I like this kind of book. It's short, written by someone with good knowledge of the subject and covers things I don't tend to work on much professionally but gives context when I do get on it. There's interviews at the end of each chapter providing an insight from different senior developers too.
Tips:
- Use flake8 to check code standards
- Take a deeper look into the Python Standard Library. Use that first if possible.
- Use an API wrapper when using 3rd party tools... That's nice in theory but it's not going to happen for something like Pandas or really well maintained 3rd party libraries.
- Use sphinx for writting documentation that automatically pulls from the docstrings on your classes, functions and methods. There's extensions for it to work with other programming languages you might use on your project too.

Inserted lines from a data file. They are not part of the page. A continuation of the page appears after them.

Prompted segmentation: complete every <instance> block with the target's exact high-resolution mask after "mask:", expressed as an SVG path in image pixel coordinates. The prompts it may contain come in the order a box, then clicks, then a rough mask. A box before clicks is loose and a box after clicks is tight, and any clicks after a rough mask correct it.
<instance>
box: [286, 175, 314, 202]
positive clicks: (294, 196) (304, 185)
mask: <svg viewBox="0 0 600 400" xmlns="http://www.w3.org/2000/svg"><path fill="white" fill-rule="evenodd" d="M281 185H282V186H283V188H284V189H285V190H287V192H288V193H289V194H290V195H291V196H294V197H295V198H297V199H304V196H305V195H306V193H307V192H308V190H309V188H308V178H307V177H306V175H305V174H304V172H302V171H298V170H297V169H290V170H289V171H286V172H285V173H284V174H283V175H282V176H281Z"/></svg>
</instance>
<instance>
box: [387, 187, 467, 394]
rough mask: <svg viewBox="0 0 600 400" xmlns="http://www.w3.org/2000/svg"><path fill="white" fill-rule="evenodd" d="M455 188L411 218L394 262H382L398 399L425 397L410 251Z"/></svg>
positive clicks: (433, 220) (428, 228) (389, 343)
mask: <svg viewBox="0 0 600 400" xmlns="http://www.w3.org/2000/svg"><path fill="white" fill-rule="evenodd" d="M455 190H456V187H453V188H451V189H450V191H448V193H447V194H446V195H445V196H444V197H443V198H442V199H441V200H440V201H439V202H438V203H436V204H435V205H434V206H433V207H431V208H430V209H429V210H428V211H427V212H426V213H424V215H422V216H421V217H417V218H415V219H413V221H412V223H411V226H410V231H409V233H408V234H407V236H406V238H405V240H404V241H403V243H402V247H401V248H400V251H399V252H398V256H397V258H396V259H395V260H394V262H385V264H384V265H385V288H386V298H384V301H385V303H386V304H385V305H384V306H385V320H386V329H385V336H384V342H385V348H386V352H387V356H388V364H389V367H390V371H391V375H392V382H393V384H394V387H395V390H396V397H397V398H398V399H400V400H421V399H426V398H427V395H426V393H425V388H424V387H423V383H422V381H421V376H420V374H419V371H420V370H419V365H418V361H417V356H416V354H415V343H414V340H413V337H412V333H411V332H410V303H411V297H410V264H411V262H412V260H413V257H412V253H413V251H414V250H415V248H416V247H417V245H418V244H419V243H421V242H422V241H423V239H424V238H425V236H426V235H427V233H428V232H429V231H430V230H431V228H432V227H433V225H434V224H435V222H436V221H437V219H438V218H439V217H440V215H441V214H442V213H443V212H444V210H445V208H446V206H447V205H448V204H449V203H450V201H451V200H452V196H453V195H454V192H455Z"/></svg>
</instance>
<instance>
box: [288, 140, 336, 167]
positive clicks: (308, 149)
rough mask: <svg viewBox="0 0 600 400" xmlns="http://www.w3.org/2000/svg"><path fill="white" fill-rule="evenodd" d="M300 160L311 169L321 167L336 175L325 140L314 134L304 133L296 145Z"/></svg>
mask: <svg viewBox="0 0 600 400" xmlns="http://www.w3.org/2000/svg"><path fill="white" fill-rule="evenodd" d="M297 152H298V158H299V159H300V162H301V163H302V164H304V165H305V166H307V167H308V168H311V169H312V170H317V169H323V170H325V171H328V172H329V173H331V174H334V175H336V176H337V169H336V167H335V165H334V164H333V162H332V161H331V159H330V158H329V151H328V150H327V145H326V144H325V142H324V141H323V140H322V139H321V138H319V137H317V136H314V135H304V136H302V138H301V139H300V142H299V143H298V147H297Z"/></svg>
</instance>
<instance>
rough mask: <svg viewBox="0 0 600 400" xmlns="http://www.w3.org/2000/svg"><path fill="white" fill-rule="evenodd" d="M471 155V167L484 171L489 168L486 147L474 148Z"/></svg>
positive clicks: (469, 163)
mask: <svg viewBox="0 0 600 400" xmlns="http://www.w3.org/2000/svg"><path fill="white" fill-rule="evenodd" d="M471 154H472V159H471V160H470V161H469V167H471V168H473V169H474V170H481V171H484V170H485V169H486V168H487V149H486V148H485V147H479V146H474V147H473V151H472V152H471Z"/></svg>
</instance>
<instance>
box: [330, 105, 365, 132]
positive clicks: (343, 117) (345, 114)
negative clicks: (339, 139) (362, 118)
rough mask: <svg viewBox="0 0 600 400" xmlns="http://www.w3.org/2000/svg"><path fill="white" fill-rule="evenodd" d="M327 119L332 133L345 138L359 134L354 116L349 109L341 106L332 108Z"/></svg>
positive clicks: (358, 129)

- Add pytest-xdist then cli pytest -n auto to run python test on multiple CPUs
- Use tox to create a VM to run tests on, Detox runs venvs in parrellel
- Add in the decorators @staticmethod, @classmethod or @abstractmethod to enforce these kinds of classes
- Python does have good functional programming support, consider using operator and itertools over lambda functions
- Many devs use data structures without utilising their built in methods. Instead of using if/else or for loops check out if a data structure has a built in (more performant) way of doing the same thing.
- Instead of iterating over a list to find an item, compare 2 sets. That'll compare the objects entirely in an O(1) process instead of O(n)
- To optimise, use built in cProfile to assess how often functions are run and their running times. Combine with pyprof2calltree to help visualise.
- Consider named tuples over dictionaries to reduce memory.
- functools.lru_cache adds a memorization based on most recent values with max size. If there's lots of misses, it's not worth having though.